彼の探しもの
思い出すのも嫌になる。
脳裏に思い浮かべるのも嫌になる。
それは始まりこそ、良くできた幸福の形をとっているが、終わってみれば悲惨な不幸しか残らなかった話。
終わって、消えた。昔の話。
それはとある場所の、とある時におきた、一つの出会いから始まる出来事だった。
路地裏の中、狭い世界で生きていた少年はその日、空腹で行き倒れていた。
表通りに這いずって物乞いをする体力もなければ、生きる為に何かをしようとする気力もない。
誰も通らないその場所で倒れた少年の命は、風前の灯だった。
だが、微笑んだのは偶然か奇跡か。その場所に通る一つの影があった。
少年の傍で立ち止まった影の主は少女だった。
夜闇を閉じ込めたような黒髪に、黒い瞳をした少女。
少年を見下ろすその少女は何を思っていたのか、懐から食べものを取り出して分け与えた。
動く気力も体力もなかった少年はそれによって、消えかかっていた命を繋ぎ止めた。
少年は、弱い事がそのまま死へと繋がるような……そんな裏路地の世界で生きてはいたが、義理堅い人間であった。
受けた借りを返そうと、彼はどこからか盗んできた輝くコインをその少女へと手渡した。
コインを渡された少女はとても喜んで、それを大事に懐にしまった。
もう二度となされない、表の世界と裏の世界の、ひと時の交流。
その時の少年は、偶然の出会いを前にしてそう思ってたのだが、予想通りにはならなかった。

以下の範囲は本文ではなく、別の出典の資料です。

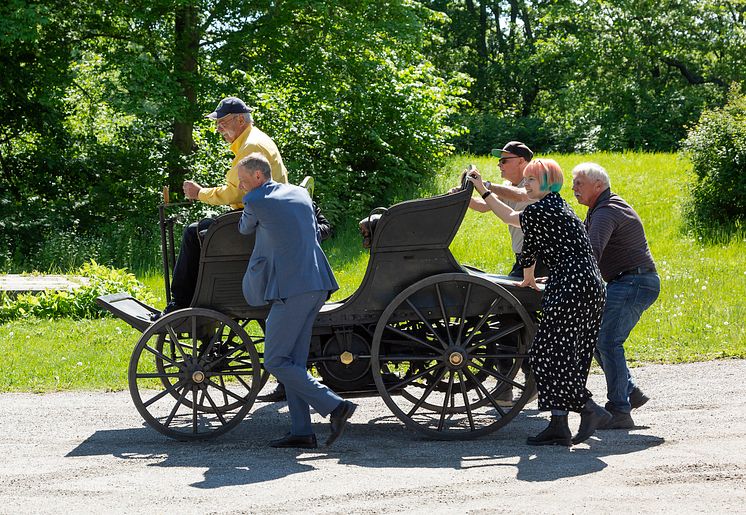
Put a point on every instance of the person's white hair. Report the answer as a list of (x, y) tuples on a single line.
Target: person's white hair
[(593, 171)]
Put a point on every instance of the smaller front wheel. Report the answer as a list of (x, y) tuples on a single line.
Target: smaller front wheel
[(194, 374)]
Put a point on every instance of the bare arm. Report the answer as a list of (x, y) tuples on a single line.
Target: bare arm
[(504, 212), (509, 193)]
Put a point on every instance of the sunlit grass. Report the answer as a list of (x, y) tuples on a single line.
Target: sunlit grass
[(697, 317)]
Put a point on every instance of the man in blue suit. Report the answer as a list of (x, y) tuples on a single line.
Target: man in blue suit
[(289, 270)]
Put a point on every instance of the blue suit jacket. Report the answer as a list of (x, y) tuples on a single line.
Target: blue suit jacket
[(287, 259)]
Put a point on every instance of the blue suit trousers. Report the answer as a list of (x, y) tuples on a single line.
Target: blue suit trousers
[(286, 346)]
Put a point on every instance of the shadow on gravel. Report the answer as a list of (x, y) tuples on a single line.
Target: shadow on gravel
[(242, 457)]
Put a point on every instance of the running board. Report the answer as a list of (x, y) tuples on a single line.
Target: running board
[(129, 309)]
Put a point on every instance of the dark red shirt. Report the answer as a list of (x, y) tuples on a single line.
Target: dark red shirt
[(617, 236)]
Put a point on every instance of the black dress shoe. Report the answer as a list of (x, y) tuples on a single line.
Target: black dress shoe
[(338, 419), (557, 433), (276, 395), (637, 398), (619, 420), (592, 416), (295, 442)]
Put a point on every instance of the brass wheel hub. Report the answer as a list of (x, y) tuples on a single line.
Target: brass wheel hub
[(456, 358), (346, 357)]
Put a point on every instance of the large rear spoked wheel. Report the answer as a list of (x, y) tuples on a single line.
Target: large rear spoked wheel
[(452, 343), (194, 374)]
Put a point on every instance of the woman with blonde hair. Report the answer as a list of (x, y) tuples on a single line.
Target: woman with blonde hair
[(572, 304)]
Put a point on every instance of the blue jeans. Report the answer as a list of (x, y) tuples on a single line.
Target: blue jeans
[(626, 299)]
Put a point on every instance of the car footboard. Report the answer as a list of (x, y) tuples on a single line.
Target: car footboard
[(129, 309)]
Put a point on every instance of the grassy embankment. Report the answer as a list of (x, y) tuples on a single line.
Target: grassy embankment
[(697, 317)]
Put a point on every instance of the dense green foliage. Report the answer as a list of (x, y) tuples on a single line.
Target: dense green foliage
[(717, 148), (107, 103), (78, 303), (597, 74), (104, 102)]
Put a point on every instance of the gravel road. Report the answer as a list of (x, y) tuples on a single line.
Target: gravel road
[(90, 453)]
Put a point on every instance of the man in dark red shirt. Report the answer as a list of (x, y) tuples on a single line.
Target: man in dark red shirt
[(632, 283)]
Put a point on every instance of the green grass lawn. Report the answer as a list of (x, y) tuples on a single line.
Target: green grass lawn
[(697, 317)]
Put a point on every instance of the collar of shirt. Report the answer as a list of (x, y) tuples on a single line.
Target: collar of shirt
[(602, 199), (239, 141)]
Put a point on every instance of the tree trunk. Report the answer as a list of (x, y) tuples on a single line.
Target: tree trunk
[(186, 49)]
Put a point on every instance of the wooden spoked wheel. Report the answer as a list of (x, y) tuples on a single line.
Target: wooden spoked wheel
[(194, 374), (443, 351)]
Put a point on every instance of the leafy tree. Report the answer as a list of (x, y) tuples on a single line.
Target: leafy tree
[(717, 149)]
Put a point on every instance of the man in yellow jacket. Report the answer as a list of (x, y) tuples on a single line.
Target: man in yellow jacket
[(234, 122)]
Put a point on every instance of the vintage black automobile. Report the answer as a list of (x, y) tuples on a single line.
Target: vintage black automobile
[(437, 341)]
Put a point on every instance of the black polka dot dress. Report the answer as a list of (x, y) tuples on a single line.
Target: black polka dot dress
[(572, 305)]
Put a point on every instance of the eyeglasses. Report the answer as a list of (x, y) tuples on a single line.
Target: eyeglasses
[(224, 120)]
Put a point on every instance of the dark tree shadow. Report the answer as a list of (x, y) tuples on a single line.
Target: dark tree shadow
[(242, 456)]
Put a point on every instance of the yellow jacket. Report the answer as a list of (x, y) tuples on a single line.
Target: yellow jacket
[(251, 140)]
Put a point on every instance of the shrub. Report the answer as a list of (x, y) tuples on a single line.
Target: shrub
[(78, 303), (716, 146)]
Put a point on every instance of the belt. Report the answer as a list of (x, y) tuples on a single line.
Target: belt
[(638, 270)]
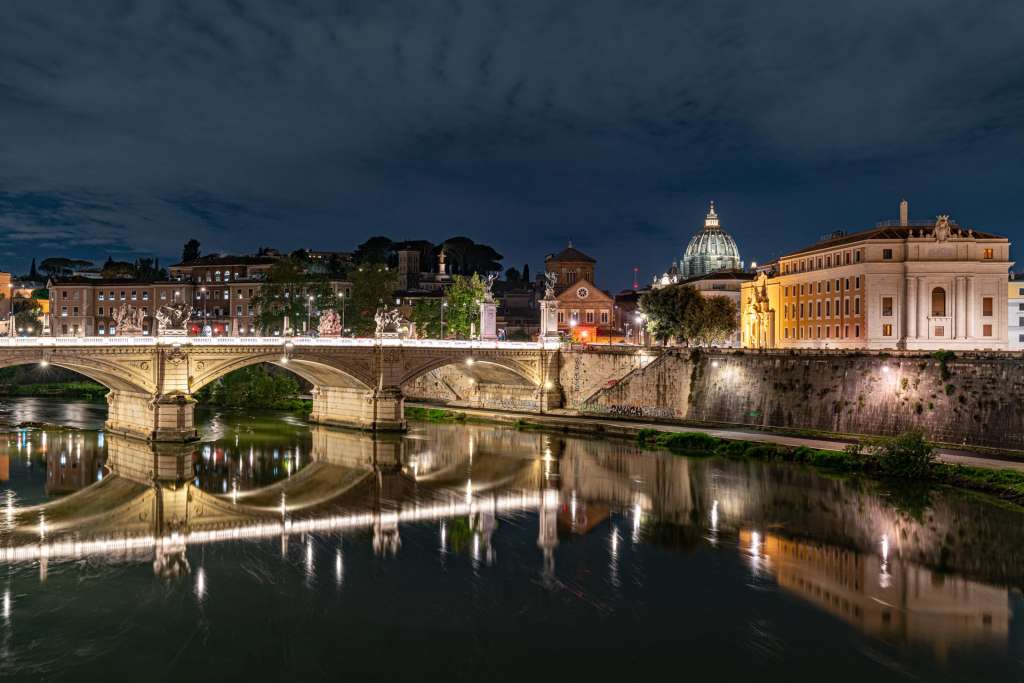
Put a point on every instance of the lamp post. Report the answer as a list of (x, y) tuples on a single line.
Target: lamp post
[(343, 302)]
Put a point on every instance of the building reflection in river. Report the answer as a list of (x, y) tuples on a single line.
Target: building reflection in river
[(857, 556), (886, 597)]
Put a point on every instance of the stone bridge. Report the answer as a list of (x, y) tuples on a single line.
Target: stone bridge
[(356, 382)]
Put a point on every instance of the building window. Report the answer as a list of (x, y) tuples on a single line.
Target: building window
[(938, 302)]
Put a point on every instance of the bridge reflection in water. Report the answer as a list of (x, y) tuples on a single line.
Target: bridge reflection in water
[(842, 546)]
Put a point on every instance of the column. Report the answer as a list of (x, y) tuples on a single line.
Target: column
[(970, 311), (923, 310), (911, 308), (960, 308), (488, 321)]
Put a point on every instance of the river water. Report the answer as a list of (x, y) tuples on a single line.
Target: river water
[(279, 550)]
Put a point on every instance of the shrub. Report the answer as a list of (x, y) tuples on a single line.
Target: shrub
[(907, 456)]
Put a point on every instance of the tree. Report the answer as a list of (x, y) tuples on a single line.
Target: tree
[(427, 316), (467, 257), (28, 314), (116, 269), (373, 286), (190, 251), (290, 293), (721, 319), (375, 250), (680, 312), (463, 313)]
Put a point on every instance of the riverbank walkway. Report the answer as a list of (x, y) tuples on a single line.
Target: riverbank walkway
[(630, 428)]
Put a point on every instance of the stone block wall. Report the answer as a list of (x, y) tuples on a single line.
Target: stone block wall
[(971, 398)]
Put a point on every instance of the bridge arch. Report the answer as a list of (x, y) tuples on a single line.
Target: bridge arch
[(314, 370), (114, 376)]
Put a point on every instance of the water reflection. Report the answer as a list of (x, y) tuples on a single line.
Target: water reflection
[(943, 579)]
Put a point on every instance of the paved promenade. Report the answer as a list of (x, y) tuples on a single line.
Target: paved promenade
[(564, 419)]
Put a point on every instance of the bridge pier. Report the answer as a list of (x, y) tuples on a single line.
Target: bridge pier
[(166, 418), (376, 410)]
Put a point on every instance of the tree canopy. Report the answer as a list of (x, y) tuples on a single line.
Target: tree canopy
[(373, 286), (290, 293), (190, 251), (682, 313)]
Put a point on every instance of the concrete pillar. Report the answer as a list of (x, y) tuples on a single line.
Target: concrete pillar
[(960, 307), (924, 310), (911, 308), (488, 321), (381, 410), (549, 319), (971, 313), (168, 418)]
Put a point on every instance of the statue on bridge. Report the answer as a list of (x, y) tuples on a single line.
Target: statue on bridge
[(330, 324), (129, 319), (488, 284), (172, 318), (550, 280), (388, 322)]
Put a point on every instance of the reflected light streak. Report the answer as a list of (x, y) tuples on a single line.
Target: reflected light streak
[(201, 585)]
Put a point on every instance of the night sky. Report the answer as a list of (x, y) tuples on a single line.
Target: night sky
[(128, 126)]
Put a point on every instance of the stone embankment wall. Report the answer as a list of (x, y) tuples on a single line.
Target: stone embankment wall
[(972, 398)]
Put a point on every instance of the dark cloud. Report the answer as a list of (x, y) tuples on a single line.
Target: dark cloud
[(130, 126)]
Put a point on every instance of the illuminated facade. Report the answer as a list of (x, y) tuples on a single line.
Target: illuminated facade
[(920, 285)]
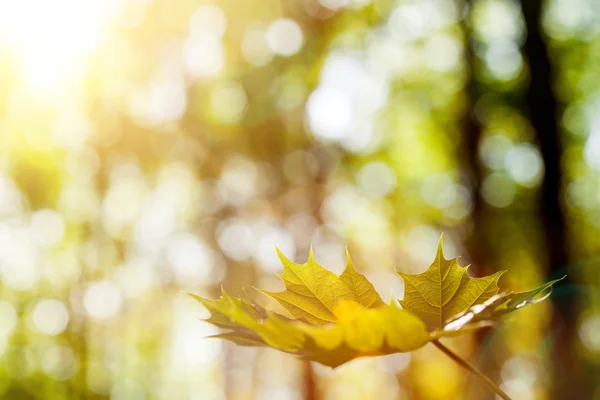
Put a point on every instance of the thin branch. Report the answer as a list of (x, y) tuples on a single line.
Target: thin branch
[(487, 381)]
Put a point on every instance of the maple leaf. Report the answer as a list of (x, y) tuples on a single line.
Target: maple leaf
[(332, 345), (339, 318), (314, 293), (489, 312), (445, 290)]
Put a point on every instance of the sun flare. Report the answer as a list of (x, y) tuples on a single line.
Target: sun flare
[(50, 41)]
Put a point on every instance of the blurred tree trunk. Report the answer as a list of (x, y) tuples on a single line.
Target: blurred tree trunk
[(475, 241), (568, 375)]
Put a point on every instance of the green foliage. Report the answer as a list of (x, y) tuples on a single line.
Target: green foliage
[(339, 318)]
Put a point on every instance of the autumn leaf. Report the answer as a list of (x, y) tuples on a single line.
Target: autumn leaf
[(314, 293), (445, 290), (332, 345), (339, 318), (490, 312)]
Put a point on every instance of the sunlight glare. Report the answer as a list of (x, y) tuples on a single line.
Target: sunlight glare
[(51, 41)]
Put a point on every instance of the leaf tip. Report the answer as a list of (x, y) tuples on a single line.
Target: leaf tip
[(440, 249)]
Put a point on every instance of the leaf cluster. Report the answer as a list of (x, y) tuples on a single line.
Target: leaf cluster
[(338, 318)]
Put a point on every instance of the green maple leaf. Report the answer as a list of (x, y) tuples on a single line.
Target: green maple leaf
[(339, 318), (445, 290)]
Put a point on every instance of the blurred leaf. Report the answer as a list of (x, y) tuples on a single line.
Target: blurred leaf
[(445, 290), (314, 293)]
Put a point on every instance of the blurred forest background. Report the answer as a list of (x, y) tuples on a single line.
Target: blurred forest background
[(153, 146)]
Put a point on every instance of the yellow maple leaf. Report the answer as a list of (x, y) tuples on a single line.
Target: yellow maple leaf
[(339, 318), (314, 293), (445, 290)]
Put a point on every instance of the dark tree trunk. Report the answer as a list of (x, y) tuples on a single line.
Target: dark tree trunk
[(569, 374)]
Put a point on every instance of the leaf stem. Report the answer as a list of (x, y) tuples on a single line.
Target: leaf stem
[(487, 381)]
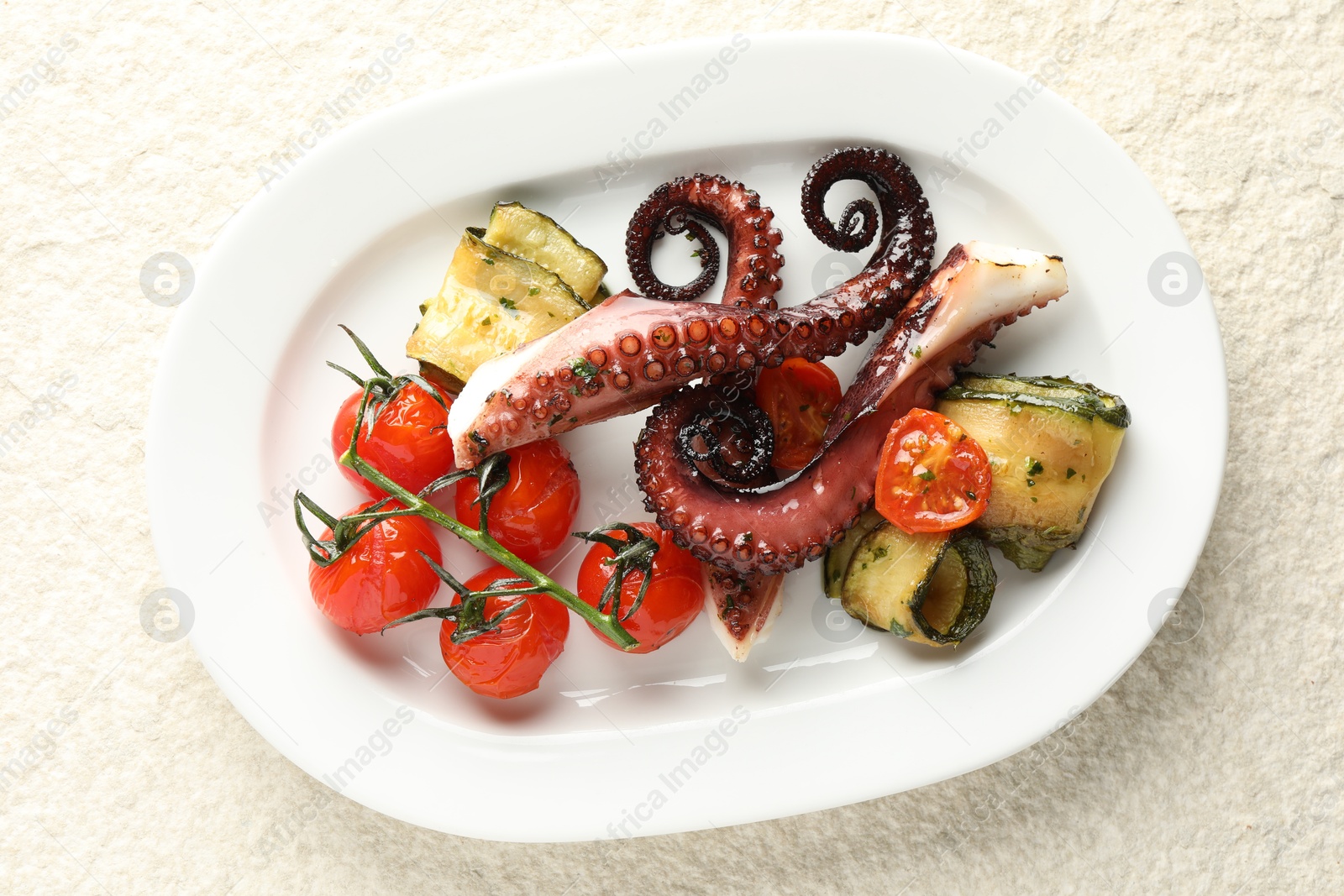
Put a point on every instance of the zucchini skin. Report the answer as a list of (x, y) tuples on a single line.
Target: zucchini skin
[(1061, 394), (981, 582), (1052, 443), (890, 578)]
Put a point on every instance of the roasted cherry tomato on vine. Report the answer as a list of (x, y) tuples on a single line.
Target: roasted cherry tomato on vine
[(534, 512), (933, 477), (511, 658), (381, 577), (409, 441), (799, 398), (672, 602)]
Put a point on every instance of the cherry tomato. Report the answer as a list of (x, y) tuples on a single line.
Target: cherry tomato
[(933, 477), (381, 578), (672, 602), (510, 660), (799, 398), (534, 513), (409, 441)]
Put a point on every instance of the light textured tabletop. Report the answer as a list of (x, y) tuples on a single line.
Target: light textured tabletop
[(139, 128)]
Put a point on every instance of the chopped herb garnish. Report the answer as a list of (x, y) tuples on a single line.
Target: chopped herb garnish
[(584, 367)]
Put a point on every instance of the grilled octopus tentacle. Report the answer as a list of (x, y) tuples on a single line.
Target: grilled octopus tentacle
[(629, 352), (978, 289)]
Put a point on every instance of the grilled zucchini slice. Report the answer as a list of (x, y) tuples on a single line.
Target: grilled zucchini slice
[(1052, 443), (932, 587), (492, 301), (535, 237), (837, 557)]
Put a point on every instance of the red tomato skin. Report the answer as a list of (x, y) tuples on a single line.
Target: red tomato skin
[(381, 578), (511, 660), (960, 468), (534, 513), (672, 602), (409, 441), (783, 392)]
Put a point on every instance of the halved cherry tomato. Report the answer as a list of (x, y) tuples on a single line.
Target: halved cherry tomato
[(510, 660), (799, 398), (933, 477), (534, 513), (381, 577), (672, 602), (409, 441)]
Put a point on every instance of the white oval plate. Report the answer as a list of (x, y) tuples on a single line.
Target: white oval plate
[(823, 714)]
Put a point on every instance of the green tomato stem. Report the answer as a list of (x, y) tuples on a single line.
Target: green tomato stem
[(483, 542)]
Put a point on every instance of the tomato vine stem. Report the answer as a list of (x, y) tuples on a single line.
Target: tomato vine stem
[(492, 474)]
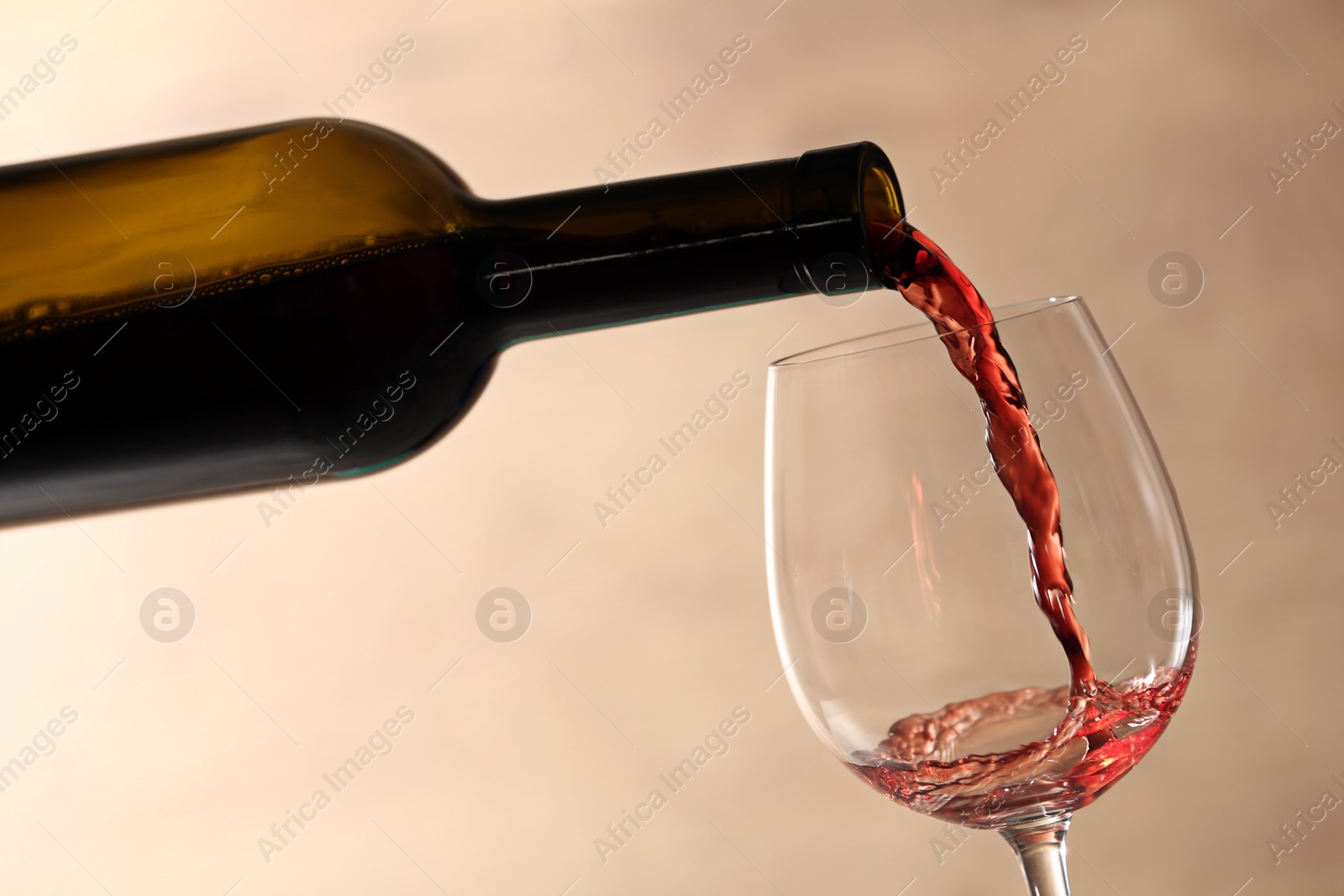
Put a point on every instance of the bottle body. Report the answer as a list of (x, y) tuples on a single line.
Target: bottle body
[(312, 300)]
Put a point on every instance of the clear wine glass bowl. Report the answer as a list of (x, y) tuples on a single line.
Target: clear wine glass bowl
[(900, 580)]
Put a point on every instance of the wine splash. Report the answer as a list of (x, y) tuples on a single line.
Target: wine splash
[(1106, 728)]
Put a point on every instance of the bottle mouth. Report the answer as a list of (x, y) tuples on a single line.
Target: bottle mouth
[(837, 192)]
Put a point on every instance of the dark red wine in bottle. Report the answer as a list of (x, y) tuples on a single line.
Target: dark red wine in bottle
[(286, 304)]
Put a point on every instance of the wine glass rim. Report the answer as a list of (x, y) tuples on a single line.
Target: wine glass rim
[(893, 336)]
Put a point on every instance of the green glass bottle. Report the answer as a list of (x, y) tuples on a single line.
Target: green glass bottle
[(311, 300)]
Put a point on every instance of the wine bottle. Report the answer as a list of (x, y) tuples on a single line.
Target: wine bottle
[(292, 302)]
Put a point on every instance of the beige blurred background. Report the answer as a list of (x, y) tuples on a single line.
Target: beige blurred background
[(645, 634)]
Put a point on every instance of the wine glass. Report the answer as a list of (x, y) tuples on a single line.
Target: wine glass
[(900, 580)]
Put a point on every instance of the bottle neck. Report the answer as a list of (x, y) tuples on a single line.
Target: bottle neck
[(645, 249)]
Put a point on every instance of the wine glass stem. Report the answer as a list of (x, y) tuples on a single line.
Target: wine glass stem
[(1042, 855)]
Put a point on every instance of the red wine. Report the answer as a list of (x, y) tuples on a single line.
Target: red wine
[(932, 282), (1101, 738), (1105, 728)]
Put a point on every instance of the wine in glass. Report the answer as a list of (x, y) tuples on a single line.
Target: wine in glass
[(900, 578)]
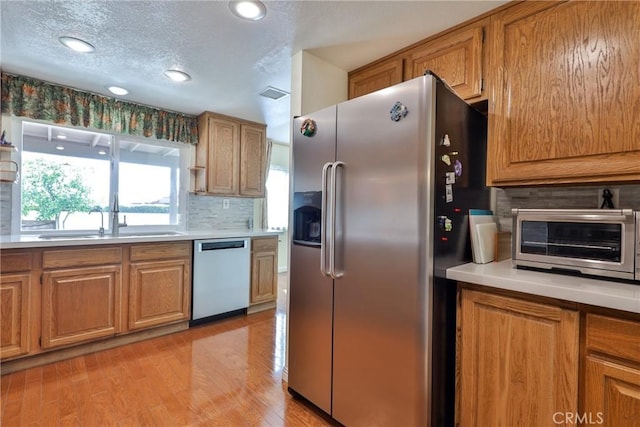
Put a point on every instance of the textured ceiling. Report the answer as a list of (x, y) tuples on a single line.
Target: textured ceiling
[(230, 60)]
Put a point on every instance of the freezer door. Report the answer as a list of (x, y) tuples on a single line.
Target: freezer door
[(380, 302), (311, 293)]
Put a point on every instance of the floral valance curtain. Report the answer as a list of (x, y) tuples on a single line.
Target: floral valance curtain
[(35, 99)]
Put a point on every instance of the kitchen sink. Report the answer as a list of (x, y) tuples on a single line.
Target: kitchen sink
[(67, 236), (151, 234)]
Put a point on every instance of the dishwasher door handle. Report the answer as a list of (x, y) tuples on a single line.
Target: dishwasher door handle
[(216, 246)]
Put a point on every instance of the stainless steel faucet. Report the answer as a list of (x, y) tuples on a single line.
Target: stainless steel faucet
[(99, 209), (115, 221)]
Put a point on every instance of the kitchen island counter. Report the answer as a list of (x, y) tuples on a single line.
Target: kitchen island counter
[(502, 275)]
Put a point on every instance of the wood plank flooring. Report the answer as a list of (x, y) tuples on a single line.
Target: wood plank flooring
[(226, 373)]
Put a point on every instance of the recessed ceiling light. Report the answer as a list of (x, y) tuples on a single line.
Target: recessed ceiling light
[(117, 90), (177, 75), (77, 44), (251, 10)]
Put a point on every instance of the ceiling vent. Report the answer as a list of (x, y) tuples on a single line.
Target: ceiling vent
[(273, 93)]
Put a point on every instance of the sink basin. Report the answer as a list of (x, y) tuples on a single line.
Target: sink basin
[(67, 236), (151, 234)]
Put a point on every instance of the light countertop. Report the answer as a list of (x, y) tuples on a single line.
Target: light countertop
[(33, 241), (602, 293)]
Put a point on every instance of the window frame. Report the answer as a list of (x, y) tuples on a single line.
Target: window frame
[(182, 175)]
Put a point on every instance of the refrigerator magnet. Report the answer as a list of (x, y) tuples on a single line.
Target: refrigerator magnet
[(398, 111), (450, 178), (308, 127), (457, 168)]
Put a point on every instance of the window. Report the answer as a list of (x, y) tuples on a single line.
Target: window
[(277, 198), (69, 177)]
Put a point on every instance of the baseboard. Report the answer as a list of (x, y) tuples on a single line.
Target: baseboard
[(255, 308), (82, 349)]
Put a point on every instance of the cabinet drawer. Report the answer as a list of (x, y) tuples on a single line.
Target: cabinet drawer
[(160, 251), (14, 262), (615, 337), (264, 244), (81, 257)]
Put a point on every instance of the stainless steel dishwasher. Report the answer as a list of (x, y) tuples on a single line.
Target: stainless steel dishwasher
[(221, 276)]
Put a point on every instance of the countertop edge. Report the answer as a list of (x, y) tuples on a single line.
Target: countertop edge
[(18, 242), (600, 293)]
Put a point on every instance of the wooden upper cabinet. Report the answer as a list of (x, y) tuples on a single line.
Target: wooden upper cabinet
[(518, 361), (375, 77), (455, 57), (566, 94), (232, 153), (252, 160)]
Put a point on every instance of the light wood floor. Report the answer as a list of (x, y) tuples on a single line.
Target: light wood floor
[(226, 373)]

少女は、その日から来る日も来る日も少年の元へとやってきたからだ。
いつもその手には、二つのパンを携えて。
しばらくの時が経つ。
それから少年は力をつけていって、やがて裏路地に集う者達を束ねる程になった。
その頃になると少年は、少女の身分もある程度は判明できていて、どこかやんごとなき家の娘だと言う事くらいは分かる様になっていた。
少女はそれが分かっていて、なお少年のいる世界へと足を踏み入れ続ける。
しかし、ある日問題が起こった。
少年の渡したコインが曰く付きの物だったことが判明し、それが元で少女は家を追い出されてしまうのだった。
そこで、返した借りが正当な物ではなかったと知った少年は、行き場を失った少女を自らが率いる盗賊団の配下に加える事にした。
荒れくれものばかりが集う組織の中で、少年が驚くほど少女は集団によくなじんでいった。
そうして少年達は、自らが生まれ育った町を出て、各地を放浪する事になったのだが、彼らの旅は始まって早々終わりを告げる事となる。
盗賊団の仕事自体は順調だった。
日々の実りは増えていく一方で、成果も上がっていく。
だがその影響で、少年は次第に危険な次第に行動に出るようになった。
その代価は唐突に払わされる。
森の奥深くの、目立たない場所にある整備された道。
少年たちが、そこを走る馬車に襲い掛かった時の事。
小さな盗賊の組織はあっけなく全滅した。
生き残ったのは少年と少女だけ。
少女は敵に連れていかれ、少年は仲間の死体に埋もれたまま気付かれずに生き延びた。
それが思い出すのも嫌になる様な、少年だった彼の思い出のかけらだった。
彼はそれ以来ずっと探し続けている。
あの日なくした探しものの在りかを。
未だ見つからない、その少女の行方を。